The land acquisition will see Mah Sing’s land bank increasing by more than 35% to 3,670 acres with total GDV and unbilled sales of more than RM41 billion.

The group said it will continue to actively search for strategic land banks which fit well with market demand trends.

Mah Sing shares closed up one sen or 0.42% at RM2.38 yesterday, bringing its market capitalisation to RM3.47 billion.

In a note to clients yesterday, CIMB Research viewed the acquisition positively, saying the land price is “fair” and that Seremban is a new growth region at the outer reaches of Greater Kuala Lumpur.

“We are positive on the acquisition as the land cost appears attractive at only 4.8% of GDV, while Seremban can be considered an untapped and lucrative property market.

“A new link house in Seremban costs RM300,000 to RM500,000, while a similar link house in Kuala Lumpur costs RM1 million to RM2 million,” the research house added.

13,787 Posts
Discussion Starter · #2 ·
Mah Sing finds caveat lodged on Seremban land

28 August 2014

KUALA LUMPUR: Mah Sing Group Bhd said it has discovered that a caveat has been lodged on the piece of freehold land measuring 1,051 acres (425ha) in Mukim Rantau, Seremban that the group is in the process of acquiring for RM359.557 million in cash.

In a filing with Bursa Malaysia yesterday, Mah Sing said the solicitors of its wholly-owned subsidiary, Grand Prestige Development Sdn Bhd, had conducted a land search on Aug 15, 2014 and subsequently discovered that a caveat was lodged on Aug 8 this year.

Mah Sing said a further instrument search on the details of the said caveat was carried out on Aug 22, 2014.

“The company is currently seeking clarification from the vendors and concurrently [we are] evaluating our options. The company will decide on its next course of action and will make the necessary announcements, where applicable,” it said.

To recap, Grand Prestige on Aug 11, 2014 signed the sale and purchase agreement (SPA) with the respective vendors for the proposed acquisition of the 1,051-acre land in Seremban.

Mah Sing proposes to develop a township there with a potential gross development value (GDV) of RM7.5 billion. Subject to the authorities’ approval, work is expected to commence in 2015, while the township will be developed over a span of seven to eight years.

The land is freehold and the terrain is generally flat. Currently, a major portion of the land is planted with oil palm trees.

A land search conducted earlier on Aug 7, 2014 showed that there was no caveat lodged on the land.

Furthermore, the vendors had assured Mah Sing that there were no encumbrances on the land, except for the intended acquisition and the right of way for electricity lines.
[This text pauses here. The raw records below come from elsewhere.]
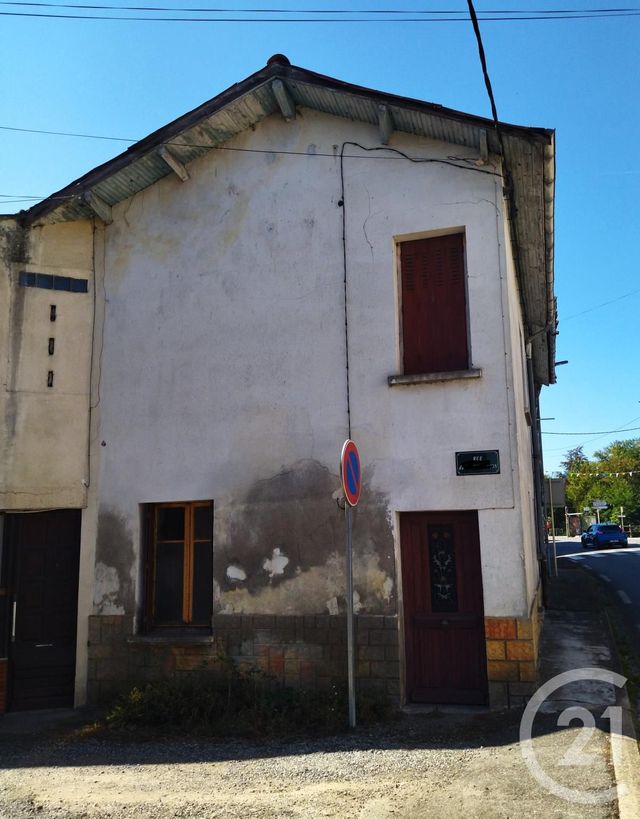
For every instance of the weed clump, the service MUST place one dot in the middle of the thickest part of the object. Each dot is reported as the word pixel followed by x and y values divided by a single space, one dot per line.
pixel 240 702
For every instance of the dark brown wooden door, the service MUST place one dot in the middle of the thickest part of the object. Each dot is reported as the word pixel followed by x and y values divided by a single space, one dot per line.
pixel 434 313
pixel 44 555
pixel 443 608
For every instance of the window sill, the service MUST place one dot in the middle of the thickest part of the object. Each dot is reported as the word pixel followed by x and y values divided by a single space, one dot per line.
pixel 433 378
pixel 183 638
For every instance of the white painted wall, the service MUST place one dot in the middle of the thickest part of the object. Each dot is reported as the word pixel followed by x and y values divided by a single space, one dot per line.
pixel 223 357
pixel 43 437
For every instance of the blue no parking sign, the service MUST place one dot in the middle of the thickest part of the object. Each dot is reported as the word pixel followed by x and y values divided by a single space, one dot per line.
pixel 350 472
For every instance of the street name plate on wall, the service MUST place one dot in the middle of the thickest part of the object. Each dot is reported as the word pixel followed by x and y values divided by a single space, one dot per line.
pixel 486 462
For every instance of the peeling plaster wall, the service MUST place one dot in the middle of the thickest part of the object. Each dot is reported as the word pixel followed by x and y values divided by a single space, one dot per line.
pixel 43 436
pixel 282 549
pixel 223 370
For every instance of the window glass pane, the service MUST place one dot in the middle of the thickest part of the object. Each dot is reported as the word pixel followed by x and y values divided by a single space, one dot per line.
pixel 171 523
pixel 169 565
pixel 442 569
pixel 202 583
pixel 202 522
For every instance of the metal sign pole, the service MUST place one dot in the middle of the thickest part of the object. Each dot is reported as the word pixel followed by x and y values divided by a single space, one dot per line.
pixel 553 531
pixel 350 642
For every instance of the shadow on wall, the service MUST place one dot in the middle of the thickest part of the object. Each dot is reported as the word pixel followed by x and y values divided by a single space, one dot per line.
pixel 285 544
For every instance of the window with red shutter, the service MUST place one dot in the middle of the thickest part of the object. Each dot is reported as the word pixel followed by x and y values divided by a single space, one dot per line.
pixel 434 305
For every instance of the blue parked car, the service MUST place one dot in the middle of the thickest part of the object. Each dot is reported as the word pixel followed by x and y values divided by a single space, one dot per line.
pixel 600 535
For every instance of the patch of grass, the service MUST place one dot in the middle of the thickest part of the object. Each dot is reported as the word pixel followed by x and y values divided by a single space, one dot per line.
pixel 243 702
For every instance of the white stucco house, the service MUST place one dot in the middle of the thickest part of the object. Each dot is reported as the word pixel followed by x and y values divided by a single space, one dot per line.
pixel 188 334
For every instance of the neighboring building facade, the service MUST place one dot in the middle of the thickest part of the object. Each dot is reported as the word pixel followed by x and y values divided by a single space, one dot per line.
pixel 190 333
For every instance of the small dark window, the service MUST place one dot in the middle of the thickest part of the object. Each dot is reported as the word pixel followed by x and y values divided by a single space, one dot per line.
pixel 48 282
pixel 179 588
pixel 434 305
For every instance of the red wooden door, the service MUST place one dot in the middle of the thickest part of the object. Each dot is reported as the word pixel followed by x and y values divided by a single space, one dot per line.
pixel 44 555
pixel 443 608
pixel 434 313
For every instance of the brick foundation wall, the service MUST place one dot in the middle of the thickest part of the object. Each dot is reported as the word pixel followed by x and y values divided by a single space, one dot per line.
pixel 4 673
pixel 512 657
pixel 300 651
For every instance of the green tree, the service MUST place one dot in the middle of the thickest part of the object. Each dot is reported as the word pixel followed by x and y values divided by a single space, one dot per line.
pixel 580 477
pixel 612 475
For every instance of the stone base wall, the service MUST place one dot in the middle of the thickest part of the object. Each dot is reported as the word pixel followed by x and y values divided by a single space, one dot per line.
pixel 4 674
pixel 512 657
pixel 300 651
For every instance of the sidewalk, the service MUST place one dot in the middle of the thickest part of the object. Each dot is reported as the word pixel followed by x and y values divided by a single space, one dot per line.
pixel 441 765
pixel 576 635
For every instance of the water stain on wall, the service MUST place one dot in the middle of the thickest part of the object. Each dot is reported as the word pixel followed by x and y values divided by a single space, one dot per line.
pixel 114 590
pixel 285 548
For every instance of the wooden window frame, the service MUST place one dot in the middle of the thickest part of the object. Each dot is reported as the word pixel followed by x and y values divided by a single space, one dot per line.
pixel 151 512
pixel 461 366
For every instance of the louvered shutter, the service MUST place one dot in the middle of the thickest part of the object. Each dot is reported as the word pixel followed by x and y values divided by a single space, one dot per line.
pixel 434 313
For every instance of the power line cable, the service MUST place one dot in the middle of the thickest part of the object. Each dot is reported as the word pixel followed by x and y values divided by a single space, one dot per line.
pixel 596 432
pixel 602 304
pixel 486 19
pixel 221 10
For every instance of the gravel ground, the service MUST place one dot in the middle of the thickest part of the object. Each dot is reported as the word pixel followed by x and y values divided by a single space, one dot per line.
pixel 442 766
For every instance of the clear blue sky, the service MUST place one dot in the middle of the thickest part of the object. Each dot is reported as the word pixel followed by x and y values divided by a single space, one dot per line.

The vendors, namely Poh Yong Cak, Lim Kim Chong and Sam Chien Kiong, are the surviving trustees appointed by all the registered and beneficial owners of the land as their sole and absolute trustees.

According to Mah Sing, the proposed land acquisition will result in the group’s first foray into Negeri Sembilan.

Its proposed gated and guarded lifestyle township will comprise terrace and superlink houses that are aimed at first-time home buyers, and an exclusive selection of semi-detached houses and bungalows for upgraders.

Last year, Mah Sing also faced hiccups in the purchase of a 1,351-acre land in Pasir Gudang, Johor for RM401.2 million cash, due to caveats lodged on the land. The issue has since been resolved.